EN FR
EN FR


Section: Application Domains

Empirical linguistics

Participants : Benoit Crabbé, Benoît Sagot, Alexandra Simonenko, Sarah Beniamine.

Alpage is a team that dedicates efforts in producing ressources and algorithms for processing large amounts of textual materials. These ressources can be applied not only for purely NLP purposes but also for linguistic purposes. Indeed, the specific needs of NLP applications led to the development of electronic linguistic resources (in particular lexica, annotated corpora, and treebanks) that are sufficiently large for carrying statistical analysis on linguistic issues. In the last 10 years, pioneering work has started to use these new data sources to the study of English grammar, leading to important new results in such areas as the study of syntactic preferences [51] , [112] , the existence of graded grammaticality judgments [72] .

The reasons for getting interested for statistical modelling of language can be traced back by looking at the recent history of grammatical works in linguistics. In the 1980s and 1990s, theoretical grammarians have been mostly concerned with improving the conceptual underpinnings of their respective subfields, in particular through the construction and refinement of formal models. In syntax, the relative consensus on a generative-transformational approach [57] gave way on the one hand to more abstract characterizations of the language faculty [57] , and on the other hand to the construction of detailed, formally explicit, and often implemented, alternative formulation of the generative approach [50] , [83] . For French several grammars have been implemented in this trend, such as the tree adjoining grammars of [54] , [61] among others. This general movement led to much improved descriptions and understanding of the conceptual underpinnings of both linguistic competence and language use. It was in large part catalyzed by a convergence of interests of logical, linguistic and computational approaches to grammatical phenomena.

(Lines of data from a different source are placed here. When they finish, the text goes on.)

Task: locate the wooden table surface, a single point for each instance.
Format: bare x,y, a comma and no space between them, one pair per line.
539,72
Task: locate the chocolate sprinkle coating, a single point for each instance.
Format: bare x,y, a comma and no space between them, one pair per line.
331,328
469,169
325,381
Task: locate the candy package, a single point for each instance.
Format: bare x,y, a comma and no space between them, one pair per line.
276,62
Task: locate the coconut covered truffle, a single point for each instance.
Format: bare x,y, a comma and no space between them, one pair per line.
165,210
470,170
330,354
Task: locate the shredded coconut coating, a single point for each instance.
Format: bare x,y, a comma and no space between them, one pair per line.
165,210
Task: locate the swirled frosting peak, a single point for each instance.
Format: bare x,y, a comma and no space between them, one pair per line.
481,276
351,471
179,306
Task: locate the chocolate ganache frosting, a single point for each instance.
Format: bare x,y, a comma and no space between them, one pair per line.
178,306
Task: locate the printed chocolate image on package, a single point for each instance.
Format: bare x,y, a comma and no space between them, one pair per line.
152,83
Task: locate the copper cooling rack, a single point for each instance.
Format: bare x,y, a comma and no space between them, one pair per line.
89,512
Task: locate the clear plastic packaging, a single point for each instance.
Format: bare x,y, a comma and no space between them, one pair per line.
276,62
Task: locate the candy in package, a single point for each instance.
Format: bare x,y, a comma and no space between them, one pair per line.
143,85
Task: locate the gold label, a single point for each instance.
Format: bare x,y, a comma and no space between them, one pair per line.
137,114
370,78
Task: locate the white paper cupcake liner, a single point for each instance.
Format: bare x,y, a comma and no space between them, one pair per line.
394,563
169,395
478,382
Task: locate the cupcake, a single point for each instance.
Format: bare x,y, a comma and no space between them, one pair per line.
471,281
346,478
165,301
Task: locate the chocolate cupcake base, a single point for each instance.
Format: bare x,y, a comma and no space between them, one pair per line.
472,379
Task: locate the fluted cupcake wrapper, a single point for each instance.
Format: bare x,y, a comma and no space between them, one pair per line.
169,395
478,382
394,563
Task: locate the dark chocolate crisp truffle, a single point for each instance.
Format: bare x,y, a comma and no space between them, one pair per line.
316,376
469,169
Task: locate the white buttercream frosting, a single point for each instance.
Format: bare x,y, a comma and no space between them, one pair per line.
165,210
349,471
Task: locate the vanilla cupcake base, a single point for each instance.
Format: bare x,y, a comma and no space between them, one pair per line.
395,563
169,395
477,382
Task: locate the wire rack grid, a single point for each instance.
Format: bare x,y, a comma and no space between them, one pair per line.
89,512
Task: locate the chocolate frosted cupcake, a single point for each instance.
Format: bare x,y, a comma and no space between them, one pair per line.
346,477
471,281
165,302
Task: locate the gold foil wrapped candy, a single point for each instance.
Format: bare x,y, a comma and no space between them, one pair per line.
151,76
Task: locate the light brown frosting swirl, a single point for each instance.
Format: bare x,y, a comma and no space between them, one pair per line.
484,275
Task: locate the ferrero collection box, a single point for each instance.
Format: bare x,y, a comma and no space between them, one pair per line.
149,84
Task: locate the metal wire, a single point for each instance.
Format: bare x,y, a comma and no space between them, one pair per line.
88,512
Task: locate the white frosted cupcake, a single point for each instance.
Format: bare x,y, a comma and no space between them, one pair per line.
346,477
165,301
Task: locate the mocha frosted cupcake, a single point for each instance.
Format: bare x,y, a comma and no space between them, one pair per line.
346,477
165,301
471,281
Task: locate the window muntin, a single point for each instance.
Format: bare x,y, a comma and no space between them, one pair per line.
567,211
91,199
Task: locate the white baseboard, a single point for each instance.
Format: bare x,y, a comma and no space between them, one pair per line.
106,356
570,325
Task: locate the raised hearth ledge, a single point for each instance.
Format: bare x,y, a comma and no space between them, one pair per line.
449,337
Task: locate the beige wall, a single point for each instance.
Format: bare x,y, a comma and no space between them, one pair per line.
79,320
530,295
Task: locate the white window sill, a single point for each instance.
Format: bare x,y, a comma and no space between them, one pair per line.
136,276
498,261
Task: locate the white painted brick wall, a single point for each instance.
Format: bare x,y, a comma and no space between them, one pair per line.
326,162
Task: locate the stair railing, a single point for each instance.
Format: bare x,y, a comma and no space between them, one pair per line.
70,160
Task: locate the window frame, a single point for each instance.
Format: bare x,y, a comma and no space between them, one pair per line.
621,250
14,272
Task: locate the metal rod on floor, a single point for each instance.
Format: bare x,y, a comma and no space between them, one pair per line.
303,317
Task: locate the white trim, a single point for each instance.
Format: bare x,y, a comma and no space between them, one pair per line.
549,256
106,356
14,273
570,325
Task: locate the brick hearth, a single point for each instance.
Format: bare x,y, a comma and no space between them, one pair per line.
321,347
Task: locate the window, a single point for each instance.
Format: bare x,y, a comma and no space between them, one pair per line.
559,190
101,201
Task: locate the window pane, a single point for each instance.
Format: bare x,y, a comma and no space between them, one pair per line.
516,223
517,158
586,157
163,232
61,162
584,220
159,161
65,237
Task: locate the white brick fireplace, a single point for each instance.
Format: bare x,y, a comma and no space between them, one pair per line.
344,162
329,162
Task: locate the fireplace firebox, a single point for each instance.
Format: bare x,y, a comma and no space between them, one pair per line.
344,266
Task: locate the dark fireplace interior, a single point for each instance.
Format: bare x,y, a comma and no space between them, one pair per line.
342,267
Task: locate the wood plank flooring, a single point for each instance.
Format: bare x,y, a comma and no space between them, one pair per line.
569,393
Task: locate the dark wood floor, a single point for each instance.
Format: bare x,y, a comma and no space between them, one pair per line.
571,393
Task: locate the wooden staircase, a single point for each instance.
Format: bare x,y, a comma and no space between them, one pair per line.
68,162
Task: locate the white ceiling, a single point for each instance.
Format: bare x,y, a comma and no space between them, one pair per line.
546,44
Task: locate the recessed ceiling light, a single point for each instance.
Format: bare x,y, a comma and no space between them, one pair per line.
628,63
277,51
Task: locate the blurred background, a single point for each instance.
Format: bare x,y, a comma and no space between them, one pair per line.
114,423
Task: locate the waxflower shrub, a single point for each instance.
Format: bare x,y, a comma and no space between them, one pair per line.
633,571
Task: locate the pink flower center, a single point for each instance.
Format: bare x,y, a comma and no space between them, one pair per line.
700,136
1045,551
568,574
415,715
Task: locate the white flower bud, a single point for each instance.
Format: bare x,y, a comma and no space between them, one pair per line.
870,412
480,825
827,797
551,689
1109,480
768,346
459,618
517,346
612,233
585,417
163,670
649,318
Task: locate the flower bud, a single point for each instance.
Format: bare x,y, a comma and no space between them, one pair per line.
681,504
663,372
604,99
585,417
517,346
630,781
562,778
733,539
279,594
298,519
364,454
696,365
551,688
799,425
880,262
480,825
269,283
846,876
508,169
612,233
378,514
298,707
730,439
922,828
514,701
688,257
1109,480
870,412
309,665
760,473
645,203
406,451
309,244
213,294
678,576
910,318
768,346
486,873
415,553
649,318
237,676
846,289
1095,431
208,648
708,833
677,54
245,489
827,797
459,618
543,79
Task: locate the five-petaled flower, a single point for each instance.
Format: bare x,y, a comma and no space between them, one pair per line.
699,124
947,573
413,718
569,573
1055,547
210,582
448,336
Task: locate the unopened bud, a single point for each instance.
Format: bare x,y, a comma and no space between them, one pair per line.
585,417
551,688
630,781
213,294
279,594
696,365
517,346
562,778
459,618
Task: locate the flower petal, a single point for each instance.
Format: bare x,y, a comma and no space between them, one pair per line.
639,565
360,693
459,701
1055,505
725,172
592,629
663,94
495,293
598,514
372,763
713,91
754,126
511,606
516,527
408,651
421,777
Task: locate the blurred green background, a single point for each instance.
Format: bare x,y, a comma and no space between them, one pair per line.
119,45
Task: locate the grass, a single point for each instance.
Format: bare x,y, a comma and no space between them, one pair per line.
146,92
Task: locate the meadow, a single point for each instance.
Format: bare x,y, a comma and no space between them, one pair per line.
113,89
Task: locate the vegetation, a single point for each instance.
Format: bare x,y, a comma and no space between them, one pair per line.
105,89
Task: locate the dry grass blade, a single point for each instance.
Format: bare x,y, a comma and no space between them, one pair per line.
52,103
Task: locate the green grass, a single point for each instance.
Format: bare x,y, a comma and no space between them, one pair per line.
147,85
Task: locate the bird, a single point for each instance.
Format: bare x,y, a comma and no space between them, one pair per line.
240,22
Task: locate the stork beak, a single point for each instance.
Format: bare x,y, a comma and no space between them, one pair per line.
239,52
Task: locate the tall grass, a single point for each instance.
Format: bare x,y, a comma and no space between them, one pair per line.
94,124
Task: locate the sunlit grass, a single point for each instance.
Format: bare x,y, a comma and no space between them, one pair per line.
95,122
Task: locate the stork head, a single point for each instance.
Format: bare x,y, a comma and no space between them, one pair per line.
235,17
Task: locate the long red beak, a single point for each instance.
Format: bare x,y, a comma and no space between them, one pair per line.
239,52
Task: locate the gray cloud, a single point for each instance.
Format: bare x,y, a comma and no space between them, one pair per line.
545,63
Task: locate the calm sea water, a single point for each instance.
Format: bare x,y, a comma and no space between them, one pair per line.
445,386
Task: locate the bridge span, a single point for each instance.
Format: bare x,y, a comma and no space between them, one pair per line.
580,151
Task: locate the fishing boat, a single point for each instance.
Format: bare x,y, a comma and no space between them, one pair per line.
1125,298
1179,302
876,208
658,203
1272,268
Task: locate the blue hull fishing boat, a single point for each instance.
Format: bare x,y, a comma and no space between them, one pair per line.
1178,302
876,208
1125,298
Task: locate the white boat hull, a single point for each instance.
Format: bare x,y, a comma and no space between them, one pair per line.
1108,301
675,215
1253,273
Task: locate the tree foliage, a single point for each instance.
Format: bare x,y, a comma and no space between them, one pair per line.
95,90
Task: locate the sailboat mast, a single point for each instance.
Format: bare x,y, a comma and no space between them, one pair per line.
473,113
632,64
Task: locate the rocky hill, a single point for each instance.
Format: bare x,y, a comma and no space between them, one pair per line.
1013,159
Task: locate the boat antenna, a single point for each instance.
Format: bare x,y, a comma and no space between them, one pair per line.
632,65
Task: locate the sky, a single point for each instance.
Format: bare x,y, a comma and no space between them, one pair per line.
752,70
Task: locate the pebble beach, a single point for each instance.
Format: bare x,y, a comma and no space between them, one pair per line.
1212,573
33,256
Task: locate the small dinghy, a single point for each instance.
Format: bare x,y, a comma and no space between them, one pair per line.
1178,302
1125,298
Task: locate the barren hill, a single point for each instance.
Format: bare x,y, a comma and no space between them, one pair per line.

However, starting in the 1990s, a growing portion of the community started being frustrated by the paucity and unreliability of the empirical evidence underlying their research. In syntax, data was generally collected impressionistically, either as ad-hoc small samples of language use, or as ill-understood and little-controlled grammaticality judgements [98] . This shift towards quantitative methods is also a shift towards new scientific questions and new scientific fields. Using richly annotated data and statistical modelling, we address questions that could not be addressed by previous methodology in linguistics.

In this line, at Alpage we have started investigating the question of choice in French syntax with a statistical modelling methodology. In the perspective of better understanding which factors influence the relative ordering of post verbal complements across languages and through language evolution.

On the other hand we are also collaborating with the Laboratoire de Sciences Cognitives de Paris (LSCP/ENS) where we explore the design of algorithms towards the statistical modelling of language acquisition (phonological acquisition). This has been supported in the past years by one PhD project, whose defense has now taken place.

In parallel, quantitative methods are applied to computational morphology, in particlar in relation with Sarah Beniamine's PhD supervised by Olivier Bonami (LLF, CNRS, U. Paris Diderot and U. Paris Sorbonne) [31] , [20] , [32] . Collaborative work in this area is also conducted in collaboration with descriptive linguists from CRLAO (CNRS and Inalco; Guillaume Jacques) and HTL (CNRS, U. Paris Diderot and U. Sorbonne Nouvelle; Aimée Lahaussois) and formal linguists from DDL (CNRS and Université Lyon 2; Géraldine Walther).